To grow a winter garden in Alabama is an understanding that in the absence of powder-sloped playgrounds, the occasional snow flurry arrives instead to dust, insulate, and hydrate the gift of an extended growing year. A gift to be made personal for winter wellness.

Parsnips, carrots, beets, thick leafed greens, onions and garlic. Seeds and seedlings alike that have been tucked in the earth when jack-o-lanterns still lit up the night and continued with succession during gingerbread days. Hearty bites to be thrown into a simmering pot with Summer’s dried herbs and a simple, clean, broth. Truth be told, to grow a Winter Garden in Alabama is even more poetic in nature and act than it lends itself to in the most well written words or dreamiest day dreams.

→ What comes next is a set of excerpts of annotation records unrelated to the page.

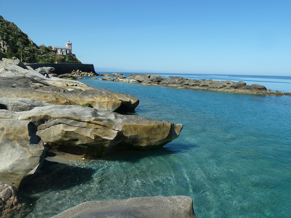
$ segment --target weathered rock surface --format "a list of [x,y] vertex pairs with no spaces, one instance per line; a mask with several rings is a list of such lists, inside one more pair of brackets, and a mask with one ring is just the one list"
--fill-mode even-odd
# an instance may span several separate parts
[[0,76],[0,88],[6,87],[34,88],[49,85],[44,81],[39,81],[25,76],[12,78]]
[[58,76],[58,78],[60,78],[61,79],[67,79],[68,78],[70,78],[73,79],[77,79],[77,78],[70,74],[62,74]]
[[7,63],[9,63],[10,64],[17,65],[24,69],[27,69],[27,67],[26,67],[26,66],[24,65],[24,64],[20,61],[20,60],[18,59],[15,59],[11,60],[10,59],[8,59],[7,58],[2,58],[2,61],[5,61]]
[[74,89],[59,95],[73,101],[74,103],[71,104],[88,103],[94,108],[110,111],[132,110],[139,103],[138,99],[132,95],[105,89]]
[[49,74],[49,76],[50,77],[58,77],[58,74]]
[[77,71],[73,70],[71,74],[76,77],[77,77],[77,76],[80,76],[81,77],[81,78],[82,76],[95,76],[96,75],[95,73],[93,73],[92,71],[90,73],[88,73],[86,72],[82,72],[79,70]]
[[116,79],[125,79],[126,77],[123,75],[119,75],[116,76],[114,78],[114,80],[115,80]]
[[89,104],[94,108],[110,111],[132,110],[139,102],[138,99],[130,95],[106,90],[93,89],[83,90],[74,88],[71,91],[68,90],[51,86],[38,87],[36,90],[4,87],[0,87],[0,97],[26,98],[56,105]]
[[43,67],[35,69],[36,71],[42,75],[53,74],[55,71],[55,70],[56,69],[54,67]]
[[36,107],[51,105],[34,99],[26,98],[3,98],[0,97],[0,110],[11,111],[30,110]]
[[21,112],[2,110],[0,118],[33,121],[38,135],[53,150],[78,158],[162,147],[178,137],[183,127],[169,121],[76,106],[49,106]]
[[17,190],[12,185],[0,183],[0,216],[20,203]]
[[[190,80],[181,76],[169,76],[160,83],[160,85],[173,86],[178,86],[184,84],[186,82]],[[190,83],[190,81],[189,81]]]
[[111,74],[111,76],[123,76],[123,74],[122,74],[120,73],[113,73]]
[[114,80],[114,79],[113,78],[111,78],[111,77],[109,77],[109,76],[104,76],[103,77],[101,78],[101,79],[102,80],[107,80],[110,81],[113,81]]
[[25,177],[41,166],[45,151],[37,130],[31,121],[0,119],[0,183],[18,189]]
[[51,218],[195,218],[193,205],[184,196],[88,201]]

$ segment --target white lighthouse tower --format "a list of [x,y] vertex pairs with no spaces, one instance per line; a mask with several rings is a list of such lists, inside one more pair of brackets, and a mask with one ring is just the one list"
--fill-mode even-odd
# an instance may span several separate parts
[[66,47],[70,49],[70,53],[72,53],[72,43],[70,42],[70,40],[66,42]]

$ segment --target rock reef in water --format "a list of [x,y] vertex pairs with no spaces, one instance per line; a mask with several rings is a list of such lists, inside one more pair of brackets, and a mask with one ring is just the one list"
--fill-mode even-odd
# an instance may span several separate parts
[[[78,81],[47,78],[40,73],[53,69],[42,68],[38,72],[22,67],[19,60],[0,61],[0,216],[20,202],[17,189],[41,167],[45,146],[51,154],[96,158],[120,150],[160,148],[177,138],[183,128],[169,121],[112,112],[133,110],[139,100]],[[60,77],[66,76],[72,76]],[[115,216],[109,208],[113,203],[120,217],[195,217],[192,199],[185,196],[94,202],[77,206],[84,208],[79,215],[69,213],[74,212],[74,208],[57,216]],[[107,210],[88,206],[96,202]]]
[[184,196],[88,201],[51,218],[195,218],[193,205]]
[[15,187],[0,183],[0,216],[14,209],[21,200]]
[[[230,81],[215,81],[212,80],[190,79],[180,76],[169,76],[166,78],[158,75],[147,74],[132,74],[127,79],[134,79],[142,85],[172,86],[179,88],[203,89],[248,94],[284,94],[279,91],[274,92],[258,84],[247,85],[244,82]],[[286,94],[288,94],[286,93]]]
[[113,150],[161,148],[178,137],[183,127],[169,121],[75,106],[2,110],[0,118],[33,121],[38,135],[54,151],[78,158],[100,157]]

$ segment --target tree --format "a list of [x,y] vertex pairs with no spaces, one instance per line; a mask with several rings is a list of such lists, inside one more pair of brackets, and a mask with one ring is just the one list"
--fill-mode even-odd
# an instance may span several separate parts
[[64,61],[64,57],[61,55],[58,55],[56,57],[56,60],[57,61],[61,62]]
[[49,50],[50,51],[52,51],[53,47],[52,46],[51,46],[50,45],[49,46],[48,46],[47,48],[49,49]]

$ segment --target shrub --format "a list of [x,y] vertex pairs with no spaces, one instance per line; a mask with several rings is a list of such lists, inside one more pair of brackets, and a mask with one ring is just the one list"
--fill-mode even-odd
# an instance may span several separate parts
[[64,57],[61,55],[58,55],[56,57],[56,60],[57,61],[63,61]]

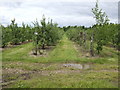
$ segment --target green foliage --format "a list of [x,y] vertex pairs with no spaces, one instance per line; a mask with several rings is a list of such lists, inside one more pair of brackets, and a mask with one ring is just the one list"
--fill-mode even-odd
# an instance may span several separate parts
[[45,16],[43,15],[42,20],[39,22],[36,20],[34,23],[34,29],[35,29],[35,34],[34,34],[34,45],[35,45],[35,54],[37,55],[37,52],[39,51],[40,54],[40,49],[44,50],[45,46],[49,45],[55,45],[58,40],[61,39],[63,35],[63,30],[57,27],[57,24],[53,23],[52,20],[51,22],[48,21],[46,23]]

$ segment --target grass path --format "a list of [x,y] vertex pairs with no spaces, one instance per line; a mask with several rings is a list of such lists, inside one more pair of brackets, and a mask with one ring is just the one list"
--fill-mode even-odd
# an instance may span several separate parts
[[[116,58],[80,57],[75,44],[65,35],[48,56],[30,56],[32,43],[3,51],[2,76],[6,88],[117,88]],[[106,50],[109,52],[109,49]],[[111,50],[113,51],[113,50]],[[112,54],[112,53],[111,53]],[[77,63],[76,63],[77,62]],[[79,69],[64,64],[90,65]],[[88,63],[92,64],[88,64]],[[93,63],[94,62],[94,63]]]

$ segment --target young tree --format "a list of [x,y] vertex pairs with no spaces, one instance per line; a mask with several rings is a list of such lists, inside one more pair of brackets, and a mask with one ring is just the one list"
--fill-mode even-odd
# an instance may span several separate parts
[[99,9],[99,6],[98,6],[98,0],[96,2],[96,5],[95,5],[95,8],[92,8],[92,12],[94,14],[94,18],[96,19],[96,28],[95,28],[95,31],[93,31],[92,35],[91,35],[91,45],[90,45],[90,53],[91,55],[93,55],[93,42],[94,42],[94,34],[95,36],[95,40],[97,42],[97,51],[98,51],[98,54],[100,53],[100,51],[102,50],[102,46],[103,46],[103,40],[105,38],[103,38],[103,36],[105,35],[104,34],[104,31],[101,30],[98,25],[100,25],[101,27],[103,27],[103,25],[105,24],[108,24],[108,16],[106,15],[105,12],[102,12],[102,9]]

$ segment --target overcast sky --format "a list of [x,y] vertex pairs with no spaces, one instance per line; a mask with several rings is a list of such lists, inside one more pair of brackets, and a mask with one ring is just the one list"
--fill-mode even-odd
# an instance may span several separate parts
[[[0,0],[0,23],[8,25],[15,18],[20,25],[22,22],[32,24],[42,15],[59,26],[95,24],[91,9],[96,0]],[[118,22],[118,1],[99,0],[99,7],[106,12],[110,22]]]

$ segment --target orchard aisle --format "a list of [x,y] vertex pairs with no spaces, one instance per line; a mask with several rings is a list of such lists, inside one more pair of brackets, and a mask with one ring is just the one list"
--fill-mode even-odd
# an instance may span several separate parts
[[63,35],[63,38],[49,55],[49,59],[52,61],[74,61],[78,58],[78,52],[74,47],[74,43],[66,35]]

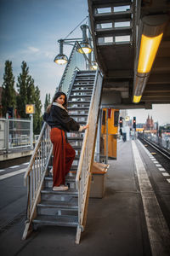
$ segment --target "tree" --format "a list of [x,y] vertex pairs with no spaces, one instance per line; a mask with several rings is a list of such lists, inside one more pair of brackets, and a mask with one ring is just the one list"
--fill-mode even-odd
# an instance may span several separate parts
[[40,100],[40,90],[37,86],[35,88],[35,98],[34,98],[34,103],[35,103],[35,113],[34,113],[34,124],[33,124],[33,131],[34,134],[39,134],[41,128],[42,128],[42,102]]
[[3,74],[2,92],[3,116],[10,108],[11,113],[14,114],[16,105],[16,92],[14,90],[14,77],[13,75],[12,61],[5,61],[5,69]]
[[44,111],[46,111],[47,107],[51,103],[50,93],[46,93],[45,96],[45,103],[44,103]]
[[19,95],[17,96],[17,113],[20,118],[27,118],[26,113],[26,104],[27,104],[27,88],[31,82],[29,76],[29,67],[26,62],[22,61],[21,73],[18,76],[17,88]]
[[33,114],[33,131],[39,134],[42,127],[42,102],[40,100],[40,90],[34,84],[34,79],[29,75],[29,67],[26,62],[22,61],[21,73],[18,76],[17,112],[20,118],[29,118],[26,113],[26,105],[34,104],[35,113]]

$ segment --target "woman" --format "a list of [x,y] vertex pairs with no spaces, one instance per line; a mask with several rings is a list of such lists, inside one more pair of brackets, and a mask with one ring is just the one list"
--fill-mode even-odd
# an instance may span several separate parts
[[88,125],[82,126],[71,118],[66,106],[66,95],[59,91],[43,115],[44,120],[51,126],[50,139],[54,145],[53,190],[68,189],[65,178],[71,169],[76,152],[65,139],[65,132],[82,131],[88,128]]

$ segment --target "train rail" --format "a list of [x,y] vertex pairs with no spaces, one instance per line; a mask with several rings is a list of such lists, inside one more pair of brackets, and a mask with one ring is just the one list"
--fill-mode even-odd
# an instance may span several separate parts
[[162,166],[170,172],[170,152],[160,147],[150,140],[144,138],[139,135],[138,138],[143,144],[147,147],[147,149],[154,154],[155,158],[162,165]]

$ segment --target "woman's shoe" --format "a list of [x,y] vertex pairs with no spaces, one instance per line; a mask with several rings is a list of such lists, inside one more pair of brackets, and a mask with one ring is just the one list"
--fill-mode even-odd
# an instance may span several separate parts
[[68,186],[60,185],[60,186],[54,186],[53,187],[54,191],[65,191],[68,190]]

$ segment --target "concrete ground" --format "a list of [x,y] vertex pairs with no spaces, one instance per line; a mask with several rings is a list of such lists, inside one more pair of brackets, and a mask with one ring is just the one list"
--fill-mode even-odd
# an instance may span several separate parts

Some of my favorite tips to tuck in tight and secure a harvest for the early nights and frosty dawns:

  1. Row covers are your friend! Select row covers that are wide enough to give the plant breathing room, but spaced low enough to make sure the warmth isn’t lost.
  2. Keep buggy pests at bay with cinnamon and a food grade diatomaceous earth.

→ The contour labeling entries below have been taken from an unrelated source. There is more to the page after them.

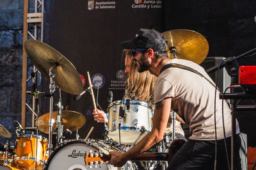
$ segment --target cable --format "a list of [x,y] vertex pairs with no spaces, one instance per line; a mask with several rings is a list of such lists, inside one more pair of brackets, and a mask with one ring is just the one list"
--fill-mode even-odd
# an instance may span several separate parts
[[221,66],[222,63],[226,60],[226,59],[222,60],[221,63],[220,63],[219,66],[218,67],[217,71],[217,78],[216,81],[215,82],[215,93],[214,93],[214,130],[215,130],[215,157],[214,157],[214,170],[216,170],[217,168],[217,127],[216,127],[216,95],[217,95],[217,84],[218,81],[218,75],[220,72],[220,68]]
[[224,123],[224,95],[225,93],[226,93],[226,91],[228,89],[230,88],[230,86],[227,88],[223,93],[223,95],[222,96],[222,123],[223,123],[223,134],[224,134],[224,145],[225,145],[225,150],[226,151],[226,157],[227,157],[227,161],[228,163],[228,169],[230,170],[230,164],[229,163],[229,160],[228,160],[228,150],[227,150],[227,143],[226,143],[226,131],[225,130],[225,123]]

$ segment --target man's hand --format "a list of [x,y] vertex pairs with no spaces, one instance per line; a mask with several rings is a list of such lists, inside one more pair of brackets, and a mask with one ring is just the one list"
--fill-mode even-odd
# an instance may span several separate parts
[[96,110],[93,109],[92,114],[93,114],[95,121],[100,123],[108,123],[107,114],[104,111],[99,110],[98,109]]
[[120,153],[119,151],[109,151],[111,158],[109,161],[109,164],[115,167],[122,167],[127,161],[125,153]]

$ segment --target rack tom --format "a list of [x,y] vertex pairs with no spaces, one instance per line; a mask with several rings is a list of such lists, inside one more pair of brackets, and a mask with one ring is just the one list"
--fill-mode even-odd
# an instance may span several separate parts
[[[123,101],[124,116],[120,127],[122,144],[133,144],[141,140],[152,129],[153,108],[147,103],[137,100]],[[108,137],[119,143],[119,114],[121,100],[111,103],[108,108]]]
[[14,163],[19,166],[34,169],[42,169],[47,159],[47,140],[40,135],[24,135],[17,140]]

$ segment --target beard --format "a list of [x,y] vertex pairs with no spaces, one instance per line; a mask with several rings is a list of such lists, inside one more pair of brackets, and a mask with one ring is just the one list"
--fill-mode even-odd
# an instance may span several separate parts
[[139,73],[142,73],[145,71],[147,71],[148,70],[148,68],[149,68],[149,63],[148,61],[147,60],[143,60],[142,61],[142,63],[140,65],[139,68],[138,68],[138,72]]

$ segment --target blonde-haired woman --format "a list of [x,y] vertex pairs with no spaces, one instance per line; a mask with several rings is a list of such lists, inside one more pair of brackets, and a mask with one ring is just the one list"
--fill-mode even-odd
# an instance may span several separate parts
[[[131,50],[124,50],[123,56],[125,56],[125,73],[127,76],[125,81],[125,93],[127,92],[134,91],[134,93],[130,93],[127,95],[129,98],[134,98],[136,100],[144,101],[154,105],[153,93],[154,88],[156,77],[151,74],[148,71],[145,71],[142,73],[138,72],[137,63],[131,59],[132,54]],[[171,113],[170,113],[171,114]],[[106,114],[101,110],[93,110],[93,112],[94,120],[100,123],[108,123],[108,119]],[[172,134],[172,119],[171,115],[169,117],[168,124],[166,127],[166,134]],[[176,136],[178,138],[182,138],[186,140],[184,132],[181,127],[180,122],[184,122],[183,120],[177,116],[175,120],[175,130]]]

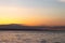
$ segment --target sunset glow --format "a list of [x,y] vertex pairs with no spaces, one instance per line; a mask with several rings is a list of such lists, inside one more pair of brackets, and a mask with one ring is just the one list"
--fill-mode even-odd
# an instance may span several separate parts
[[63,0],[0,0],[0,25],[65,26]]

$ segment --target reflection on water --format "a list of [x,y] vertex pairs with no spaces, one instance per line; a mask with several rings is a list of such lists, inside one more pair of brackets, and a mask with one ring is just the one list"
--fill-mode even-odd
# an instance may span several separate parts
[[0,43],[65,43],[65,32],[0,31]]

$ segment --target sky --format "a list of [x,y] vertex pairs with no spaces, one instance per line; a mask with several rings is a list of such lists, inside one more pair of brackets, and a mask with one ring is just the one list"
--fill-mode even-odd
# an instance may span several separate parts
[[65,26],[65,0],[0,0],[0,25]]

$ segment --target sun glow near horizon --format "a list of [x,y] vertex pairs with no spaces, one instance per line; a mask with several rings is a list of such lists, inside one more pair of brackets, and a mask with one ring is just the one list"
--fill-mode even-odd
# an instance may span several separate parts
[[62,1],[0,0],[0,25],[65,26],[65,2]]

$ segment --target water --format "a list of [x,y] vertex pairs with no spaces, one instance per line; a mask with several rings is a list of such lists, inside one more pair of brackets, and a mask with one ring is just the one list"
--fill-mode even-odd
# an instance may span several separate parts
[[0,43],[65,43],[65,32],[0,31]]

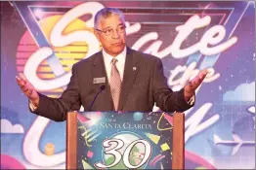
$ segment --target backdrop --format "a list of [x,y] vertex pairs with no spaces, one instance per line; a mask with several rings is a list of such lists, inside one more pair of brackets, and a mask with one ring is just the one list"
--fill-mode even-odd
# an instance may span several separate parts
[[253,1],[1,2],[1,166],[64,168],[65,122],[30,114],[15,77],[60,96],[72,64],[102,48],[92,27],[104,7],[124,12],[128,46],[161,58],[173,90],[209,69],[185,113],[186,168],[254,169]]

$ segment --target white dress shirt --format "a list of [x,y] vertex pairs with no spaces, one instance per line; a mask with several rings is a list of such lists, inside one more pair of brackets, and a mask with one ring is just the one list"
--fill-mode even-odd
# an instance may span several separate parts
[[121,53],[119,53],[117,56],[113,57],[113,56],[109,55],[108,53],[107,53],[107,51],[103,49],[105,68],[106,68],[106,72],[107,72],[108,82],[110,81],[112,58],[117,59],[116,67],[117,67],[117,70],[119,71],[121,81],[123,81],[123,72],[124,72],[126,51],[127,51],[127,49],[125,47]]

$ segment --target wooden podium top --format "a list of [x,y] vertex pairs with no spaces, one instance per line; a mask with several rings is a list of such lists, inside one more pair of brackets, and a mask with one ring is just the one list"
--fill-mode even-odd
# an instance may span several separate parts
[[183,113],[71,112],[67,169],[184,169]]

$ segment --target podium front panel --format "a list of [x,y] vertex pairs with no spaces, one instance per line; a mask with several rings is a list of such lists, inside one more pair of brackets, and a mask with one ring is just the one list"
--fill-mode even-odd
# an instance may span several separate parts
[[77,114],[77,169],[171,169],[173,115]]

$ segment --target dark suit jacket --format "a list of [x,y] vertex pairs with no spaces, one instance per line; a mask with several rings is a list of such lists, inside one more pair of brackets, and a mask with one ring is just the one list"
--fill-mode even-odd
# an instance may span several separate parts
[[[56,121],[65,120],[66,113],[78,111],[81,105],[88,111],[103,85],[106,89],[98,95],[90,111],[113,111],[103,57],[99,51],[74,64],[70,82],[63,95],[57,99],[39,93],[39,106],[30,111]],[[103,77],[106,77],[106,83],[93,83],[94,78]],[[151,112],[154,102],[164,112],[184,112],[193,106],[185,101],[184,89],[174,92],[169,88],[158,57],[127,47],[118,111]]]

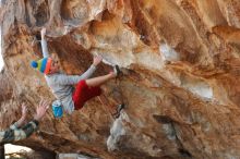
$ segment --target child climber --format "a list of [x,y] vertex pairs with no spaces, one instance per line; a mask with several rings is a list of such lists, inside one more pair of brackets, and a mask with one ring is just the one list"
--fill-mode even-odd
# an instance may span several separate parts
[[[101,94],[100,85],[119,75],[118,65],[113,66],[113,72],[107,75],[89,78],[95,72],[96,66],[101,62],[101,57],[95,57],[93,64],[82,75],[67,75],[60,72],[60,64],[56,58],[50,58],[47,41],[45,39],[46,28],[41,32],[41,49],[44,58],[33,61],[32,66],[45,74],[48,86],[58,100],[60,100],[63,109],[71,114],[74,110],[83,108],[84,103]],[[76,85],[75,88],[73,85]],[[119,106],[116,113],[120,113],[123,105]],[[118,117],[119,114],[116,114]]]

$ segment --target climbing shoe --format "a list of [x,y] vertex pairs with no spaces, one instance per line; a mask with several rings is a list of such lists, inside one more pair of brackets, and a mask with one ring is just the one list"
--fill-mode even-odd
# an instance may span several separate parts
[[113,71],[115,71],[115,74],[117,75],[116,77],[119,77],[120,74],[122,74],[122,72],[120,71],[120,69],[119,69],[118,65],[115,65],[115,66],[113,66]]
[[123,108],[125,108],[125,105],[124,105],[124,103],[118,105],[118,106],[117,106],[117,109],[116,109],[116,113],[113,113],[112,117],[113,117],[115,119],[118,119],[118,118],[120,117],[120,112],[121,112],[121,110],[122,110]]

  3. If possible start preparing early on in the Fall. Cover soil with compost, nourishing Summer’s stolen minerals, and remove rocks for deep root vegetables that require space to stretch down deep.
  4. Keep in mind first and last freeze dates as bookends to both sowing and harvesting. The Old Farmer’s Almanac (online and in print) is a great resource that will help you hone down moon cycles, growing zones, and crop specific tricks.
  5. Invest in a good pair of rubber boots and thick wool socks. They will be your most loved early morning allies.
  6. Visit her every day—she grows best with cheerful company.